The other women in the bathhouse slowly trickled out until we were the only ones left.

“You have to have an ear for music to do ballet. I was less interested in doing ballet myself than in watching my sister’s movements grow deeper, subtler, and more sophisticated with each day. But most of all, I liked listening to music with her. My sister understood ballet intuitively. She mastered complicated movements quickly and would lose herself in them. It was like she was born to be a ballerina. When she wasn’t practicing, she read books on ballet. She sounded like a teacher when she talked about the history of ballet, the costumes, the ballerinas and ballerinos. Her cheeks would turn red with excitement whenever she told me something new she had learned. I learned the names of legendary ballet dancers from her—Ulanova, Pavlova, Nijinsky, Nureyev. If the moon was out on a night when she was telling me about ballet, she would go outside and dance under the moonlight. Her dream was to dance the role of the Dying Swan. She really did look like a swan in the moonlight.”

“I’ve never heard anyone talk about their older sister the way you do.”

“What kinds of things do other people say?”

“Most just talk about the fights they have.”

“Fights?”

“I think most sisters push and shove each other and argue about which one should get the better room, or wear an outfit they like first, or read a book first, or get to use the hairdryer first. But you put your sister before yourself.”

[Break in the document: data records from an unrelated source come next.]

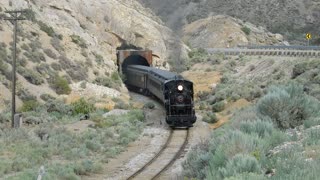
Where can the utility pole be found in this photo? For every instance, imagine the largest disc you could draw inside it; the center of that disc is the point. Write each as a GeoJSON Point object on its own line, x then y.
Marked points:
{"type": "Point", "coordinates": [14, 17]}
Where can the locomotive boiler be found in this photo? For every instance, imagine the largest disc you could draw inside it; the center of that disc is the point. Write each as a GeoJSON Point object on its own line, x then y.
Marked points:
{"type": "Point", "coordinates": [175, 92]}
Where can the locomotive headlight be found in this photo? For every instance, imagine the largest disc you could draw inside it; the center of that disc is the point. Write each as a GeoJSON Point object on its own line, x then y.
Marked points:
{"type": "Point", "coordinates": [180, 87]}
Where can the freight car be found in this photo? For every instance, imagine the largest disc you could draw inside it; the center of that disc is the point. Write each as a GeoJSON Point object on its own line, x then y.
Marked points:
{"type": "Point", "coordinates": [175, 92]}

“That’s because she was better than me.” She sounded pained. “Do you think we’re unusual?”

I didn’t answer.

“Well?” she asked again.

“You don’t seem like normal sisters.”

“We don’t?”

“Do you really have to ask?”

Miru sighed. The water had cooled. I reached over and turned on the faucet to add more hot water. Miru dipped her face. She seemed to be holding her breath. She stayed under so long that I was about to yell her name when she lifted her face and exhaled deeply.

“Yoon,” she said, “will you go with me to my old house?”

“When?”

“After we’re done bathing.”

She looked sad, so I agreed. After hearing my answer, she stuck her face back underwater.

T
he house was up a very steep hill. Miru lifted a rock beside the green front gate to retrieve a hidden key. Inside the gate was a small yard overgrown with weeds. A sunflower, heavy with seeds, hung its head. It was apparent that no one had been by in a long time. A small deck, the wood faded, sat in the middle of the yard as if someone had discarded it there, and a rusted drying rack lay flat beside it. The thick weeds
looked as if they would barge in through the front door at any moment.

“The house is vacant?” I asked.

“For now,” Miru said, her voice trailing off.

I saw something poking up from among the weeds like stalks of green onions. Small white flowers hung from the tips. As I was looking at them, Miru told me they were called white rain lilies. I crouched down in front of them and stared at the white blossoms. The petals looked even paler in contrast to the dismal surroundings. Miru walked up the steps to the front door, the keys in her hand, but then she hesitated and turned back.

“I can’t do it,” she said.

“What’s wrong?”

“Let’s just go.”

Miru’s face was pale.

“I thought I could go inside if you were with me,” she said. “But I can’t.”

Her voice was trembling. She was already at the front gate, so I grabbed my basket and joined her. She locked it and put the key back under the rock. Carrying our shower baskets, we made our way down the hill. The sun was still out when we left the public bath, but now dusk was falling. Halfway down the hill, I glanced back. The lights had already gone on in the other houses; Miru’s old house seemed to be watching us from between them. Was that really where the three of them had lived together? Miru was once again walking with her head down like she was staring at her own heart.

As if reading my mind, she suddenly said, “It is.”